Was es auch gab: Verkehr. Erst in letzter Minute willigten die Stadtbehörden ein, die damals vielbefahrene Strasse für die Dauer der Vorführungen mit einem Fahrverbot zu belegen. Und für die Einnahmen, die der Stadt durch die Sperrung der paar Parkplätze auf dem Platz entgingen, hatten die Organisatoren gradezustehen.

Aus rund vierzigjähriger Distanz zieht Rea Brändle im Buch das Fazit, dass die verkehrspolitischen Auseinandersetzung sich seither zumindest ein Stück weit entkrampft hätten, unter anderem dank dem «Reglement für eine nachhaltige Verkehrsentwicklung», das im März 2010 vom Volk gutgeheissen wurde, als «ein klares Bekenntnis zur verstärkten Förderung des öffentlichen Verkehrs sowie des Fuss- und Veloverkehrs». «Und wer nach längerer Zeit wieder mal zum Pic-o-Pello-Plätzli kommt, wundert sich, wie gründlich reihum sämtliche Liegenschaften saniert worden sind. Nach den Umbauten hätten die Mieten sich verdreifacht, sie seien aber immer noch vergleichsweise günstig, ist zu erfahren. Die Künstlergemeinschaft am Mühlensteg hat sich aufgelöst, Hauptmieterin im Atelierhaus ist heute die freie Theatertruppe Parfin de siècle. Pic wohnt immer noch ganz in der Nähe.»

Und heute?

Lange her – aber unbedingt der Rede wert auch deshalb, weil sich die verkehrspolitische «Entkrampfung» bekanntlich in Grenzen hält. Wieder geht es heute um eine Autobahnlösung, welche die Stadt entzweit, baulich wie politisch. Zur Diskussion steht, neben der Erweiterung der Stadtautobahn um eine dritte Röhre, ein neuer Anschluss mit unterirdischem Kreisel und Ausfahrten beim Güterbahnhof. Wenige hundert Meter von der heutigen Ausfahrt St.Leonhard soll ein neues Anschlussbauwerke entstehen, Infos und Einschätzungen dazu hier oder hier.

Sinnvoll, wie die Autobahnbefürworter von Stadt, Kanton und Bund meinen? Oder grössenwahnsinnig und nicht mehr zeitgemäss, wie die Gegner kritisieren? Das ist die eine Frage. Und die andere heisst: Wäre eine Widerstandsbewegung wie damals auch heute wieder denkbar? Oder haben sich nicht nur die finanziellen Grössenordnungen geändert (damals sollte der Tunnel unter dem Damm 45 Millionen Franken kosten, heute wird der als «Bestvariante» bezeichnete Anschluss Güterbahnhof auf 1,14 Milliarden beziffert)? Sondern auch der Zeitgeist, der solche Spontanaktionen kaum noch kennt?

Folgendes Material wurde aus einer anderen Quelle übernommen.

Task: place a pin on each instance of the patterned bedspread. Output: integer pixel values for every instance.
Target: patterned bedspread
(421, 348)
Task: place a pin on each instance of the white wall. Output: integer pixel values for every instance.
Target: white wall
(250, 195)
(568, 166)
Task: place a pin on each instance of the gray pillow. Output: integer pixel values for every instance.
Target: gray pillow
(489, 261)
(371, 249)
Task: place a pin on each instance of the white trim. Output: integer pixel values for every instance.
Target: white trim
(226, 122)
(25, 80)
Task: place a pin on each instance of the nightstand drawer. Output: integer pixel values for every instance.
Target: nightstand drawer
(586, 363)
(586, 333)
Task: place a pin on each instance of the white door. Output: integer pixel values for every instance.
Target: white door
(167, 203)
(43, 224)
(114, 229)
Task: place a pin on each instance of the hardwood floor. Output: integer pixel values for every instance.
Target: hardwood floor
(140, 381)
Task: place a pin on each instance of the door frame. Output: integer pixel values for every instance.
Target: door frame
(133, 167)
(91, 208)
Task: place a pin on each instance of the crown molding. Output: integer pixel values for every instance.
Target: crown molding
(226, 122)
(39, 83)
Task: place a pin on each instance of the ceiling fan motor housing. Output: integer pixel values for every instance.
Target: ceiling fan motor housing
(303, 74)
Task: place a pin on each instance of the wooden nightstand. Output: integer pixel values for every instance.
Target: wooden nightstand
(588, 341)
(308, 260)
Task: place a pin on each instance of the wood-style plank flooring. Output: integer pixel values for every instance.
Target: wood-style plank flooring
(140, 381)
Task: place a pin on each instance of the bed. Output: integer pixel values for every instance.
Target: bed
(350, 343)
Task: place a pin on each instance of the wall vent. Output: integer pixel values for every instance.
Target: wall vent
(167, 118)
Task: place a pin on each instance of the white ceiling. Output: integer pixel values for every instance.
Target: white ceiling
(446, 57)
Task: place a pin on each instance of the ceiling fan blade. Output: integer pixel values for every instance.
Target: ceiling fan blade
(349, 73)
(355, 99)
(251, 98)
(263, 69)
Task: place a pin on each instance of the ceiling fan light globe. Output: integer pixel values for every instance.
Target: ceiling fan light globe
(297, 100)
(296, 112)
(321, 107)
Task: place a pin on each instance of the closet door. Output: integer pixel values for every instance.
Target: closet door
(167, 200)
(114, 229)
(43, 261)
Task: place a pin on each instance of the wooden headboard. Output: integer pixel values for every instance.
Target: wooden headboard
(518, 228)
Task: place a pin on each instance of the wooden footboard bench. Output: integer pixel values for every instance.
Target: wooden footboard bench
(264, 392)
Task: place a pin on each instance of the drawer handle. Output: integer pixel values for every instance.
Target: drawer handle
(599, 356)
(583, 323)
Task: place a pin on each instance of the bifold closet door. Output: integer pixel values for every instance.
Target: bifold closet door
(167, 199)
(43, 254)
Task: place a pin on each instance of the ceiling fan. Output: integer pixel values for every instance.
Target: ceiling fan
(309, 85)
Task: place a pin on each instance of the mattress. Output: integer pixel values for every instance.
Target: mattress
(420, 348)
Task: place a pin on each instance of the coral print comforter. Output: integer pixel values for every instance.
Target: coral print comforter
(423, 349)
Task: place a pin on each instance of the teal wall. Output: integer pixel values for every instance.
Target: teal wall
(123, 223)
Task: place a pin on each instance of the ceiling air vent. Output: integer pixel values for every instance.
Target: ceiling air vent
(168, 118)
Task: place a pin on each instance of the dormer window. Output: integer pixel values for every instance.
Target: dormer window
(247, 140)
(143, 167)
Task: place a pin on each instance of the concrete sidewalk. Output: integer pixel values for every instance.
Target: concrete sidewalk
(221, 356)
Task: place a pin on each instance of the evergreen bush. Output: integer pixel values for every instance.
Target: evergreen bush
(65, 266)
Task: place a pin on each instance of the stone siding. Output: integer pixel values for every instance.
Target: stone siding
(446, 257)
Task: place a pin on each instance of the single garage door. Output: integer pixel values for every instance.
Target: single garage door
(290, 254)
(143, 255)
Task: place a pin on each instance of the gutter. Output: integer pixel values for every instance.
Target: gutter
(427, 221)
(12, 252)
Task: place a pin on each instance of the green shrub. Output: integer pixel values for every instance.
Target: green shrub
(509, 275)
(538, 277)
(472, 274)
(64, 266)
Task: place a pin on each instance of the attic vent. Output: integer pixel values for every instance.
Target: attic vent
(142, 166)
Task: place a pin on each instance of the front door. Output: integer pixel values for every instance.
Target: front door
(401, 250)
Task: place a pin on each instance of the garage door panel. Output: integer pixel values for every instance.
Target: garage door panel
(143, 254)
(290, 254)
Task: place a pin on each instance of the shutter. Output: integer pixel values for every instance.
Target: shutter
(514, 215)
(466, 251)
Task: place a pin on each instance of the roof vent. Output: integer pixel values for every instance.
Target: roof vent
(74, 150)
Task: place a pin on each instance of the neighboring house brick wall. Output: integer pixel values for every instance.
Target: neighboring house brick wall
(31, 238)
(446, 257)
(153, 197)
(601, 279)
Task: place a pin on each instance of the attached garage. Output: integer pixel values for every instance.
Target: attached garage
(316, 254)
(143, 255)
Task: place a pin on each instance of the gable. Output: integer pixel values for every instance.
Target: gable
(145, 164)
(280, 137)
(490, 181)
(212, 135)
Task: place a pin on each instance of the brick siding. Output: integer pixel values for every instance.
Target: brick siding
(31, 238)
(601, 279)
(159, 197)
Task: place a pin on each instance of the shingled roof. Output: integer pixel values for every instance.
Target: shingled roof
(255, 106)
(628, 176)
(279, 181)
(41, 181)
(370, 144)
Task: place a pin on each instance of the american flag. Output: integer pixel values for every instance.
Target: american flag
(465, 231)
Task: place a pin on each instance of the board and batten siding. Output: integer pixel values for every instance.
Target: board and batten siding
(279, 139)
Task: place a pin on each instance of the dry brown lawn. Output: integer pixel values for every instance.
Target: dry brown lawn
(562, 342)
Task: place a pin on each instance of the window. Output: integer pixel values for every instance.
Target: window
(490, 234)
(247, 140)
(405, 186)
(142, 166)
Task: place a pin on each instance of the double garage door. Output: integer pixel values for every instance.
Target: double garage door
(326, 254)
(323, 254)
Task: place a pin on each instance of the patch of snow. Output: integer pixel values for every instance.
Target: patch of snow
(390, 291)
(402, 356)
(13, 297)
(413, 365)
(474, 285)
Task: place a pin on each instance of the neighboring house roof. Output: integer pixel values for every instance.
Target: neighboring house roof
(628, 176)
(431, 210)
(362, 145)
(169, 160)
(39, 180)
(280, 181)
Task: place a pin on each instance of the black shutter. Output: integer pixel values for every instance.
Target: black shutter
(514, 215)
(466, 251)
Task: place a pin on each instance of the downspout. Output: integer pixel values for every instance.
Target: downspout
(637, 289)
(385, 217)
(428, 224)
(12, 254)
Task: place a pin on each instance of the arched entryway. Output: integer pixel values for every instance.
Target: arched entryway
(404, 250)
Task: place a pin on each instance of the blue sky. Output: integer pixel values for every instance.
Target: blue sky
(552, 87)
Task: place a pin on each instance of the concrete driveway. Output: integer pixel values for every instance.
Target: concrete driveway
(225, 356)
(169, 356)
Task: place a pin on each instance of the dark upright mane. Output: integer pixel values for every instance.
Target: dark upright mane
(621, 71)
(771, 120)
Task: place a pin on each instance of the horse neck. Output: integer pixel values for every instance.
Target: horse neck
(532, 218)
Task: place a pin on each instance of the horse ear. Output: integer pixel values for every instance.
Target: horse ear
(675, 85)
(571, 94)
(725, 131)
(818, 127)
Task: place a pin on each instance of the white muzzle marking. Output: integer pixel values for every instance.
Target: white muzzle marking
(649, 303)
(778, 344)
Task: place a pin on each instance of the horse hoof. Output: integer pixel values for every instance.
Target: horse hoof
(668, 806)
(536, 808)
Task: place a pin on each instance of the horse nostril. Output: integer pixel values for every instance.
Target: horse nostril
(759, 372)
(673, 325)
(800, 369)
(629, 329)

Am kommenden Donnerstag, 16. Mai (nicht am Mittwoch, wie im Maiheft von Saiten irrtümlich vermerkt) ist im ExRex einerseits der TV-Film von 1975 zu sehen – ein Zeitdokument erster Güte. Andrerseits gibt es Informationen von René Hornung zu den gebauten beziehungsweise nie realisierten städtischen Autobahnprojekten, samt anschliessender Diskussion.